Tampaknya Bang Shodiq tidak fokus membaca tulisan Sinyo. Baik akan saya perjelas:
Jawaban Sinyo di atas hanya menjelaskan soal janji yang dipertanyakan oleh bang Shodiq. Bukan soal pengikaran janji, yang Sinyo jelaskan adalah janji itu sendiri.

Ya, maaf kalau tidak fokus. Yang saya persoalkan adalah implikasi dari pandangan Sinyo (yang disampaikan secara “begitu saja” tanpa menghiraukan implikasinya) bahwa yang resmi itu hanya khitbah dan nikah.

Saya khawatir bahwa jika pemahaman Sinyo seperti itu dianut oleh kebanyakan ikhwan, maka hancurlah umat Islam karena mereka dengan mudahnya ingkar janji dengan dalih “tidak resmi”. Untuk contoh kasus, lihat https://pacaranislami.wordpress.com/2008/06/07/ketika-ikhwan-tercinta-mengingkari-janjinya-kepada-akhwat/ 

Padahal, sesuatu yang tidak diformalkan dalam Islam itu bukan berarti tidak berlaku.

Jangankan dalam janji dengan sesama manusia, dalam doa kepada Tuhan pun demikian pula. Syariat Islam memformalkan doa dalam bentuk shalat dan dzikir lainnya. Namun, itu bukan berarti bahwa doa di luar itu (misalnya dalam hati saja) tidak berlaku hanya karena “tidak resmi”.

Contoh lain, Allah memformalkan firman-Nya sehingga menjadi Al-Qur’an. Namun, itu bukan berarti bahwa firman-Nya di hadits qudsi tidak berlaku.

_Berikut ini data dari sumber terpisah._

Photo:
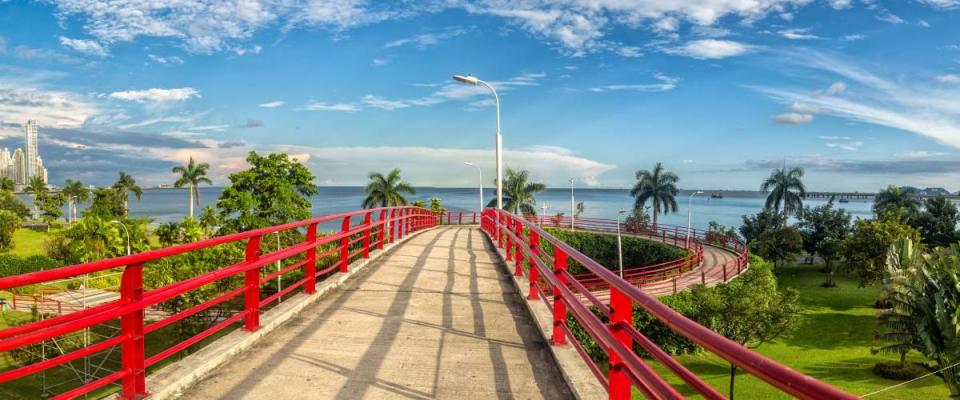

Contoh lain, tasyakuran atas kelahiran anak diformalkan dalam bentuk aqiqah. Namun, itu bukan berarti bahwa bentuk tasyakur lainnya tidak berlaku.

Dan masih banyak lagi contoh lainnya.

Oleh karena itu, supaya pandangan Sinyo itu tidak disalahpahami, saya berharap Sinyo menegaskan bahwa walau “tidak resmi”, janji pranikah tetaplah harus dipenuhi.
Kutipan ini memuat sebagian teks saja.